Boaters often encounter pods of dolphins, even very large pods. But only rarely do they encounter “super pods,” which are formed when several dolphin sub groups gather as one, and few have captured this event as beautifully as photographer Chase Jarvis and explorer Mike Horn.

They were aboard Horn’s 110-foot sailboat off Cape Town, South Africa, when perhaps as many as 10,000 common dolphins appeared around their boat, swimming in what’s sometimes referred to as stampede behavior.

“At first, on the horizon, we noticed what appeared to be a giant ball of bait fish,” Jarvis stated in a blog post about the encounter. “The water boiled for literally a mile in every direction … only as it approached at the speed of a swift wave did we see first a nose, then another, then a dorsal fin and then a thousand of them, then more.

“Only then did we realize we were experiencing the rare ‘super pod’ of dolphins. Not dozens, not hundreds, but thousands of them — so thick you could have walked across their backs had they been game for it.”

Adds Horn in the video: “Even after sailing around the world seven times, 140,000 miles, this was the real first super pod I’ve seen. We were just standing there and all of us were dumbstruck and all of us, all of a sudden had this massive smile.”

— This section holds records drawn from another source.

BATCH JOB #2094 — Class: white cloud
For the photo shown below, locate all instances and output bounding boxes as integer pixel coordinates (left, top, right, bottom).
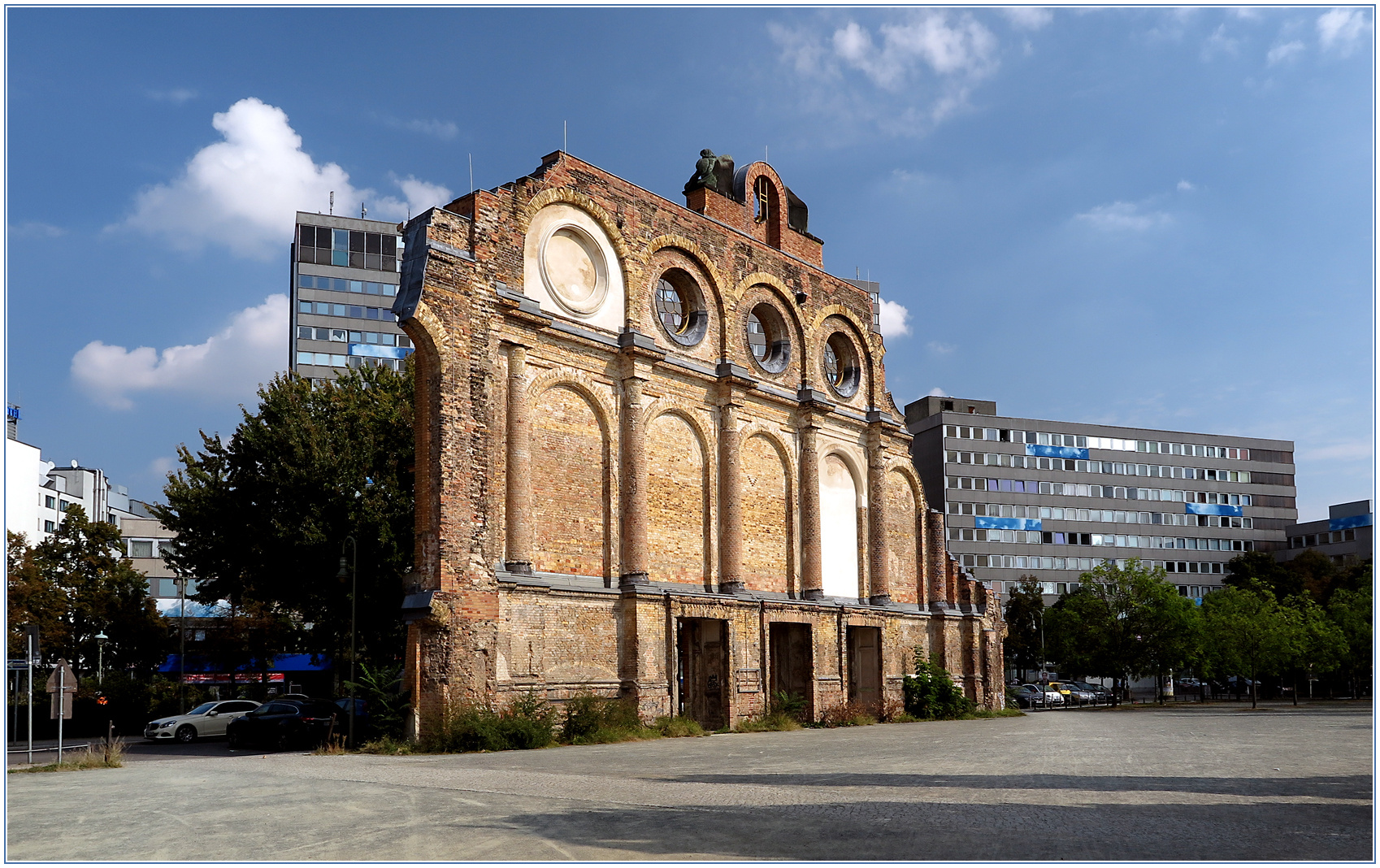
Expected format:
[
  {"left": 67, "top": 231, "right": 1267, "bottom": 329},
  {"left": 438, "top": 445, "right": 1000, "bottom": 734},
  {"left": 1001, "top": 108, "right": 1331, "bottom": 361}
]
[
  {"left": 767, "top": 11, "right": 1000, "bottom": 134},
  {"left": 403, "top": 120, "right": 459, "bottom": 141},
  {"left": 144, "top": 87, "right": 197, "bottom": 105},
  {"left": 1076, "top": 202, "right": 1173, "bottom": 232},
  {"left": 878, "top": 297, "right": 911, "bottom": 338},
  {"left": 1318, "top": 10, "right": 1370, "bottom": 57},
  {"left": 112, "top": 97, "right": 450, "bottom": 259},
  {"left": 11, "top": 219, "right": 67, "bottom": 239},
  {"left": 1265, "top": 40, "right": 1304, "bottom": 67},
  {"left": 1202, "top": 24, "right": 1241, "bottom": 61},
  {"left": 72, "top": 294, "right": 289, "bottom": 410},
  {"left": 1002, "top": 6, "right": 1054, "bottom": 30}
]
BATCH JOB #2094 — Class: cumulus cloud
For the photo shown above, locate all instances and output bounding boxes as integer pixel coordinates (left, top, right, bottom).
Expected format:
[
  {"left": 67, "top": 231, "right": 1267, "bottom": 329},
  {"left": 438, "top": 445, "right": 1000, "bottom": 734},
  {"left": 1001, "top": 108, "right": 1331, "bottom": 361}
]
[
  {"left": 1318, "top": 10, "right": 1370, "bottom": 57},
  {"left": 767, "top": 11, "right": 1000, "bottom": 134},
  {"left": 1265, "top": 40, "right": 1304, "bottom": 67},
  {"left": 878, "top": 297, "right": 911, "bottom": 338},
  {"left": 1002, "top": 6, "right": 1054, "bottom": 30},
  {"left": 120, "top": 97, "right": 450, "bottom": 259},
  {"left": 1076, "top": 202, "right": 1173, "bottom": 232},
  {"left": 72, "top": 294, "right": 289, "bottom": 410}
]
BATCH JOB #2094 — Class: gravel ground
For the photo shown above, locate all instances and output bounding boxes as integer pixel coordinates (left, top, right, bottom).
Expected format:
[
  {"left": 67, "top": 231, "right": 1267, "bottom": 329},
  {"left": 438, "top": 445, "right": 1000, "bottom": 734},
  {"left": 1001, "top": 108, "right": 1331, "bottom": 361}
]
[{"left": 6, "top": 704, "right": 1374, "bottom": 861}]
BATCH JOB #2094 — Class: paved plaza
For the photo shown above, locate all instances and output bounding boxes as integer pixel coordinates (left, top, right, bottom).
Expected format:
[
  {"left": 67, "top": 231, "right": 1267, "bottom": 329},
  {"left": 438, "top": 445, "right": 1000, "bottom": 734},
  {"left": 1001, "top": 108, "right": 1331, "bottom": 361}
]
[{"left": 7, "top": 704, "right": 1374, "bottom": 861}]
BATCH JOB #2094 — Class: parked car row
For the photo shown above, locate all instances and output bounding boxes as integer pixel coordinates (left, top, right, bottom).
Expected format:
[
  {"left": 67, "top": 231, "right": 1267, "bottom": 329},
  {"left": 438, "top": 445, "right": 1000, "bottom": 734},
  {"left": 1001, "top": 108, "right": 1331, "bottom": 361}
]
[
  {"left": 144, "top": 694, "right": 368, "bottom": 749},
  {"left": 1013, "top": 682, "right": 1113, "bottom": 708}
]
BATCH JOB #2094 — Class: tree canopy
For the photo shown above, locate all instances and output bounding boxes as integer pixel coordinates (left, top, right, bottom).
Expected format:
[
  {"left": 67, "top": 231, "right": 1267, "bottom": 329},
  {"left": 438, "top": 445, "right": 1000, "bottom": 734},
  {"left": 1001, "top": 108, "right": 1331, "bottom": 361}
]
[
  {"left": 6, "top": 504, "right": 172, "bottom": 672},
  {"left": 153, "top": 367, "right": 414, "bottom": 664}
]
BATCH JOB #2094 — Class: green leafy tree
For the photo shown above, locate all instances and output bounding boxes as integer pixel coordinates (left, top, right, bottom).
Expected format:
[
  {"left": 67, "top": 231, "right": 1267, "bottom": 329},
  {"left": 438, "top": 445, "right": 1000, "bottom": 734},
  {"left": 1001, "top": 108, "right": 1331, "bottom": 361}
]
[
  {"left": 1327, "top": 576, "right": 1374, "bottom": 696},
  {"left": 1204, "top": 584, "right": 1304, "bottom": 708},
  {"left": 153, "top": 366, "right": 414, "bottom": 665},
  {"left": 1003, "top": 575, "right": 1044, "bottom": 680},
  {"left": 6, "top": 505, "right": 171, "bottom": 672},
  {"left": 1044, "top": 559, "right": 1200, "bottom": 701}
]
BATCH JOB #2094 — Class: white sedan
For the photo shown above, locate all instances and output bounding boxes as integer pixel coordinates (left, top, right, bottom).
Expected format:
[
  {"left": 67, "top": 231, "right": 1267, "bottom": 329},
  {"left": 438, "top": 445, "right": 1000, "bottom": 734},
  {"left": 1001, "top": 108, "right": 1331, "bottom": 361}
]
[{"left": 144, "top": 700, "right": 259, "bottom": 744}]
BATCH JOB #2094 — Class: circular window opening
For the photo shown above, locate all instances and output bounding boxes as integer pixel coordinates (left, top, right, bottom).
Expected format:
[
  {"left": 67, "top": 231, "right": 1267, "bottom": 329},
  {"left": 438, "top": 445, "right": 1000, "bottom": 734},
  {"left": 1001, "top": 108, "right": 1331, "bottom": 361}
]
[
  {"left": 653, "top": 271, "right": 710, "bottom": 346},
  {"left": 541, "top": 225, "right": 609, "bottom": 316},
  {"left": 748, "top": 304, "right": 791, "bottom": 374},
  {"left": 824, "top": 332, "right": 862, "bottom": 397}
]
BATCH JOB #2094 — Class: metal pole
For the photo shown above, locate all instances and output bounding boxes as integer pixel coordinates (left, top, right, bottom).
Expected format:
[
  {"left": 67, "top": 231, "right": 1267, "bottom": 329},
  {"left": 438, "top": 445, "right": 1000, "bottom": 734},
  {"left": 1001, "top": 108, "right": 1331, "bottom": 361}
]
[
  {"left": 58, "top": 660, "right": 67, "bottom": 766},
  {"left": 24, "top": 633, "right": 33, "bottom": 765},
  {"left": 174, "top": 575, "right": 186, "bottom": 715}
]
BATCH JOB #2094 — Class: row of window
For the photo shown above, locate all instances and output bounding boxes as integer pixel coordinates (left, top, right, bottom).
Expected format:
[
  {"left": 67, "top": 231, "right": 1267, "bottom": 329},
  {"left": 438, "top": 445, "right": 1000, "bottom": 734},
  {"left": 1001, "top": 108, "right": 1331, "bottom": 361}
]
[
  {"left": 124, "top": 540, "right": 172, "bottom": 558},
  {"left": 948, "top": 504, "right": 1252, "bottom": 532},
  {"left": 944, "top": 450, "right": 1250, "bottom": 482},
  {"left": 948, "top": 527, "right": 1253, "bottom": 552},
  {"left": 962, "top": 555, "right": 1227, "bottom": 576},
  {"left": 1289, "top": 528, "right": 1356, "bottom": 548},
  {"left": 297, "top": 226, "right": 397, "bottom": 271},
  {"left": 944, "top": 476, "right": 1252, "bottom": 506},
  {"left": 297, "top": 301, "right": 397, "bottom": 323},
  {"left": 944, "top": 425, "right": 1250, "bottom": 461},
  {"left": 297, "top": 326, "right": 413, "bottom": 346},
  {"left": 297, "top": 275, "right": 397, "bottom": 295},
  {"left": 992, "top": 579, "right": 1222, "bottom": 599}
]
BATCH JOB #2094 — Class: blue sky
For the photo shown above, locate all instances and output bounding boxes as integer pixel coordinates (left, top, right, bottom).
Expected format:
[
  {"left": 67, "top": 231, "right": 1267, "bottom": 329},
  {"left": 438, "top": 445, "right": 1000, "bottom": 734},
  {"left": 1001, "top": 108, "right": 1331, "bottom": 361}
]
[{"left": 6, "top": 7, "right": 1374, "bottom": 520}]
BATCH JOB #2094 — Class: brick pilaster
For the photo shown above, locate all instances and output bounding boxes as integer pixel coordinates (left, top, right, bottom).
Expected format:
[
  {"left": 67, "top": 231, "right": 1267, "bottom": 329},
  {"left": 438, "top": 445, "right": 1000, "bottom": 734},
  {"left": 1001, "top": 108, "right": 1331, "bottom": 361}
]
[
  {"left": 504, "top": 344, "right": 532, "bottom": 575},
  {"left": 719, "top": 400, "right": 744, "bottom": 593},
  {"left": 866, "top": 423, "right": 892, "bottom": 605},
  {"left": 801, "top": 414, "right": 824, "bottom": 601}
]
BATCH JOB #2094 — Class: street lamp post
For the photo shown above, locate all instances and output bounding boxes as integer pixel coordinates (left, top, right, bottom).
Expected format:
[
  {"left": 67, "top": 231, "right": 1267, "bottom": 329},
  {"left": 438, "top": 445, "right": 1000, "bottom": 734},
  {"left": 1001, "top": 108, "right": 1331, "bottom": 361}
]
[
  {"left": 95, "top": 631, "right": 109, "bottom": 686},
  {"left": 336, "top": 536, "right": 358, "bottom": 748},
  {"left": 172, "top": 575, "right": 186, "bottom": 715}
]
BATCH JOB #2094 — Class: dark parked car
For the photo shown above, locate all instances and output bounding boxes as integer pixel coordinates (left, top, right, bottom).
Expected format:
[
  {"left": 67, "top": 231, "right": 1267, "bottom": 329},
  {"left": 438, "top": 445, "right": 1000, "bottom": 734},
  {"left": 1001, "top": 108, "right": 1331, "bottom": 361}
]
[{"left": 225, "top": 700, "right": 341, "bottom": 751}]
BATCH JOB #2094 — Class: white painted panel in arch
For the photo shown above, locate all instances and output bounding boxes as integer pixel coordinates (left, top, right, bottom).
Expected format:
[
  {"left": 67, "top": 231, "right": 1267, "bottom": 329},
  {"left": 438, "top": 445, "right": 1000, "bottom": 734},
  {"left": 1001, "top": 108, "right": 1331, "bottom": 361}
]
[{"left": 820, "top": 454, "right": 858, "bottom": 597}]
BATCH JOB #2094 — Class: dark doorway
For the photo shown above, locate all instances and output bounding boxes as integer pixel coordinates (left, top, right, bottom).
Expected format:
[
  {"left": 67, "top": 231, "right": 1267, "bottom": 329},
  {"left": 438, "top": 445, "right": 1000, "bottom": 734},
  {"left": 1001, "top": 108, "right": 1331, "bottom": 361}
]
[
  {"left": 676, "top": 618, "right": 729, "bottom": 730},
  {"left": 770, "top": 623, "right": 814, "bottom": 720},
  {"left": 848, "top": 627, "right": 882, "bottom": 710}
]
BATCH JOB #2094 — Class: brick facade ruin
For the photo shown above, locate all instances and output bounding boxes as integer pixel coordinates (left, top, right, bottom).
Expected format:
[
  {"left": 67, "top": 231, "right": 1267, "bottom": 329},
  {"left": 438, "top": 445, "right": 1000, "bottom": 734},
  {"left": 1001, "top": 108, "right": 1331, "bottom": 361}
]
[{"left": 393, "top": 152, "right": 1005, "bottom": 733}]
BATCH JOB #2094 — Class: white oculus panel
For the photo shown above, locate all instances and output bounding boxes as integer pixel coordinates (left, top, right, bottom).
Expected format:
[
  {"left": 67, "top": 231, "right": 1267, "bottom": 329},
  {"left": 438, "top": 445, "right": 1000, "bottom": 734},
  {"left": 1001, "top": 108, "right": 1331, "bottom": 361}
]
[{"left": 523, "top": 203, "right": 623, "bottom": 332}]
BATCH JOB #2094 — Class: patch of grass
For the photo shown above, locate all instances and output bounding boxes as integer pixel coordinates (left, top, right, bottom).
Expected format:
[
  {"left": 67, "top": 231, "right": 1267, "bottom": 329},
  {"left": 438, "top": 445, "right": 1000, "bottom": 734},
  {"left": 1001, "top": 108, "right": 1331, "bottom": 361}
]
[
  {"left": 10, "top": 738, "right": 124, "bottom": 775},
  {"left": 820, "top": 702, "right": 876, "bottom": 729},
  {"left": 651, "top": 716, "right": 710, "bottom": 738},
  {"left": 358, "top": 736, "right": 417, "bottom": 756}
]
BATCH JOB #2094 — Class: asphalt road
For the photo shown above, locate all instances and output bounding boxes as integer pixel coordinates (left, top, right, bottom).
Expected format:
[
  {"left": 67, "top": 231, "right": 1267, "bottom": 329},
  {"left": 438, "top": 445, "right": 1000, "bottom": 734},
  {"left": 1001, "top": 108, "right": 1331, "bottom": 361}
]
[{"left": 6, "top": 704, "right": 1374, "bottom": 861}]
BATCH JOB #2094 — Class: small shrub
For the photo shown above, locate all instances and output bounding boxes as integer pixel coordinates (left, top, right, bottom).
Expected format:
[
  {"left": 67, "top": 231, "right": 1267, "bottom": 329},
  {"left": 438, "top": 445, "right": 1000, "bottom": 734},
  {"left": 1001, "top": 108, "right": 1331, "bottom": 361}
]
[
  {"left": 820, "top": 702, "right": 876, "bottom": 729},
  {"left": 651, "top": 716, "right": 708, "bottom": 738},
  {"left": 901, "top": 646, "right": 974, "bottom": 720},
  {"left": 358, "top": 736, "right": 415, "bottom": 756},
  {"left": 560, "top": 692, "right": 649, "bottom": 744}
]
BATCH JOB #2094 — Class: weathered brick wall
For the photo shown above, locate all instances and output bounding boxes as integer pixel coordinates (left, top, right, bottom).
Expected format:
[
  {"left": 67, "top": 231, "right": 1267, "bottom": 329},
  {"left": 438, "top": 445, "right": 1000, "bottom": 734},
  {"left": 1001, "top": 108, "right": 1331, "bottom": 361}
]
[
  {"left": 532, "top": 386, "right": 610, "bottom": 575},
  {"left": 647, "top": 413, "right": 714, "bottom": 585},
  {"left": 741, "top": 435, "right": 792, "bottom": 592},
  {"left": 403, "top": 154, "right": 1002, "bottom": 724}
]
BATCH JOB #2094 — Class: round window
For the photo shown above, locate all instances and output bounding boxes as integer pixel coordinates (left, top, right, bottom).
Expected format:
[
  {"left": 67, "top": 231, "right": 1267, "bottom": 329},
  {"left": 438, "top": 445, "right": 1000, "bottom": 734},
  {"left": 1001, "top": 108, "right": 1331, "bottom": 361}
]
[
  {"left": 824, "top": 332, "right": 862, "bottom": 397},
  {"left": 541, "top": 224, "right": 609, "bottom": 316},
  {"left": 748, "top": 304, "right": 791, "bottom": 374},
  {"left": 653, "top": 269, "right": 710, "bottom": 346}
]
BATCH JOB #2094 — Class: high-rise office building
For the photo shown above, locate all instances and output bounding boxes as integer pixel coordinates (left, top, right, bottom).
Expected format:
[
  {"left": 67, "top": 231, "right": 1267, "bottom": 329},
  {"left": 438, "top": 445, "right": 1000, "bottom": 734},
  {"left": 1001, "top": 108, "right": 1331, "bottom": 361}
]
[
  {"left": 289, "top": 211, "right": 413, "bottom": 380},
  {"left": 905, "top": 396, "right": 1297, "bottom": 597}
]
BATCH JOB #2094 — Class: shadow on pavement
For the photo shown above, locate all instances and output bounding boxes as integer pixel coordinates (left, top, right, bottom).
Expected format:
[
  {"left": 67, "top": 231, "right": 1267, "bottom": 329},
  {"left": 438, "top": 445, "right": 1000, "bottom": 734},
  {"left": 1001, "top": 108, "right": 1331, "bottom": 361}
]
[{"left": 649, "top": 771, "right": 1374, "bottom": 799}]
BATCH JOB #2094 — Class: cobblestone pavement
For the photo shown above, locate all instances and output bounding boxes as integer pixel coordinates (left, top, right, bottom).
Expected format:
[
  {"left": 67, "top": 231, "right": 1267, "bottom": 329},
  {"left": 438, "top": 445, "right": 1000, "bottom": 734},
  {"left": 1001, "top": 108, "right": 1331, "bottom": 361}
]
[{"left": 7, "top": 704, "right": 1374, "bottom": 861}]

Scientists believe that super pods are formed either as breeding opportunities or large-scale feeding opportunities–perhaps both.

Jarvis and Horn filmed this spectacle for only a few minutes, from a variety of angles, using every type of camera they could get their hands on.

“And while it’s impossible to truly convey the magic of this experience,” Jarvis writes, “I hope these clips give you just a little sliver of what it’s like to encounter something so rare and stunning–especially when you least expect it.”